Support remote containerd management

containerd / nerdctl

contaiNERD CTL - Docker-compatible CLI for containerd, with support for Compose, Rootless, eStargz, OCIcrypt, IPFS, ...

Apache License 2.0

7.89k stars 587 forks source link

Support remote containerd management #473

Open robberphex opened 2 years ago

robberphex commented 2 years ago

At current version of nerdctl and containerd, we can only manage local containerd instance.

nerdctl cannot manage containerd via remote socket.

How to try remote containerd management:

at machine running containerd, execute ./sockfwd -s 0.0.0.0:9090 -d unix:/run/containerd/containerd.sock.
at local machine, execute ./sockfwd -d 123.57.254.88:9090 -s unix:/tmp/containerd.sock
at local machine, execute ./_output/nerdctl --debug -a /tmp/containerd.sock run --network=none --rm -it alpine echo 1 and failed.

https://github.com/robberphex/sockfwd/

I think we need to modify containerd and nerdctl as well.

AkihiroSuda commented 2 years ago

Just forwarding the socket is not enough. The daemon and the client has to share the same filesystem for a bunch of stuffs such as nerdctl pull, nerdctl network create, nerdctl volume create.

AkihiroSuda commented 2 years ago

There is a WIP PR to move pull and push to the daemon side so that the filesystem does no longer need to be shared for pull/push (https://github.com/containerd/containerd/pull/5876), but we still need to share /var/lib/nerdctl for other operations.

robberphex commented 2 years ago

In the process of implementing the function of remote containerd management, I notice that the stdin/stderr/stdout cannot access via containerd grpc interface. I think the input/output stream should be listed.

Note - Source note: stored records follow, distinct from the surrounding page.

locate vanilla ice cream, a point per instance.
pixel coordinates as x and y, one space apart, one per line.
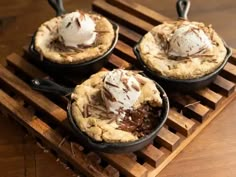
120 90
77 29
188 40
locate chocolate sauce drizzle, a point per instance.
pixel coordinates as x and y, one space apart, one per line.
141 121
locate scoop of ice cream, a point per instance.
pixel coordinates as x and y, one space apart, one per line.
77 29
188 40
120 90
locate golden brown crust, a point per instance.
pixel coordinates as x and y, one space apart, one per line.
89 110
48 32
154 56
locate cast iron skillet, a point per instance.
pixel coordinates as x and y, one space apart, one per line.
187 85
86 141
86 67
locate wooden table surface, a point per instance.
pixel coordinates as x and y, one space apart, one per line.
211 154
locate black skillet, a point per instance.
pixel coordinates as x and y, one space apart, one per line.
187 85
86 141
86 67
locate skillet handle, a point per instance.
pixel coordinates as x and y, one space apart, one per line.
182 7
49 86
57 5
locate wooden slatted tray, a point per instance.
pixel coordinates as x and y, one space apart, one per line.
44 115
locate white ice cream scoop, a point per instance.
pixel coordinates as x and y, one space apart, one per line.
188 40
120 90
77 29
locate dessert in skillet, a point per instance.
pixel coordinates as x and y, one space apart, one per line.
182 49
117 106
74 37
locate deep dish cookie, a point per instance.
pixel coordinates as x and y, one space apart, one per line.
182 50
74 38
116 106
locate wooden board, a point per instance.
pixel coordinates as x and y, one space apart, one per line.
44 115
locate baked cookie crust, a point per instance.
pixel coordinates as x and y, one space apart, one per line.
46 42
153 45
89 111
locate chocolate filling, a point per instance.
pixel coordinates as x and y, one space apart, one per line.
141 121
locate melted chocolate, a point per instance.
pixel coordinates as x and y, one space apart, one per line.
141 121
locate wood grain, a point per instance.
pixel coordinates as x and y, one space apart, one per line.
204 154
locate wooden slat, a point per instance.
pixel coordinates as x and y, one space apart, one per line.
20 62
152 155
111 171
168 139
191 108
140 11
208 97
47 134
223 86
180 123
125 164
35 98
229 72
121 16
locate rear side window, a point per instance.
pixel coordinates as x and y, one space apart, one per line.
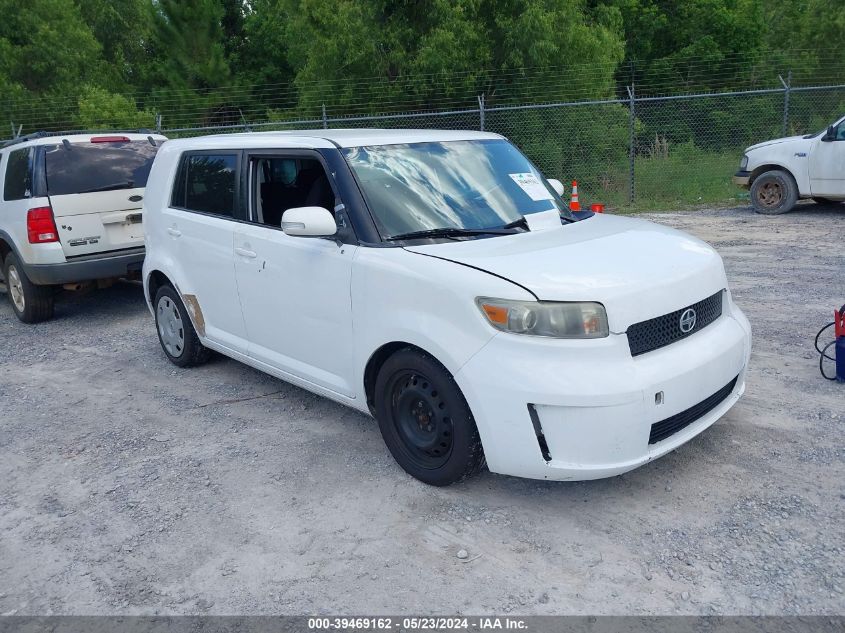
90 167
206 183
18 182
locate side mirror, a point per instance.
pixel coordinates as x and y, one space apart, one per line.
557 185
830 135
309 222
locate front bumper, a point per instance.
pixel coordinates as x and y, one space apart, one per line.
88 268
742 178
593 402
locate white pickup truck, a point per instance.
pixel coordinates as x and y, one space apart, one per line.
781 171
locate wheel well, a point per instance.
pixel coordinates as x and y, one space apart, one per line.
764 168
374 364
157 280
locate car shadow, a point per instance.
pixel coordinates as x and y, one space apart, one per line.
123 299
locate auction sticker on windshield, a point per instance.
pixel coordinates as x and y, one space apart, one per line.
531 185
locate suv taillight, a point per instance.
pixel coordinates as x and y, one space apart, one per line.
40 226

And for nerdctl, we could make nerdctl as a docker alternatives, which means nerdctl could manage container instance of containerd remotely (including local virtual machine, and containerd in kubernetes cluster)

nerdctl could use containerd API and cri to manage the containers in unified cli interface. containerd API for manage containerd instance, CRI for manage other CRI instance, and nerdctl could be a tool for kubernetes ops.

afbjorklund commented 2 years ago

It seems like you currently need a local containerd, even when using build to talk to a remote buildkitd ?

robberphex commented 2 years ago

@AkihiroSuda nerdctl pull alpine --platform=linux/amd64 works for me, is there any problem for nerdctl pull to work remotely?

Maybe at macOS, nerdctl pull will try download alpine/darwin/amd64, is this the only issue for nerdctl pull?

fahedouch commented 2 years ago

The simple use case to confirm that forwarding socket is not enough is mouting containerd socket in a container. https://github.com/containerd/containerd/pull/5876 seems to be the solution so far May be we can enable the socket only for cmds that dosen't need filesystem sharing

mfittko commented 4 months ago

That would be super awesome for running remote docker builds on aws lambda - if TLS would also be available. Any chance that this will be implemented at any point?

afbjorklund commented 4 months ago

If you all you need is build and load, as compared to run etc, then you should be able to use nerdctld (over ssh).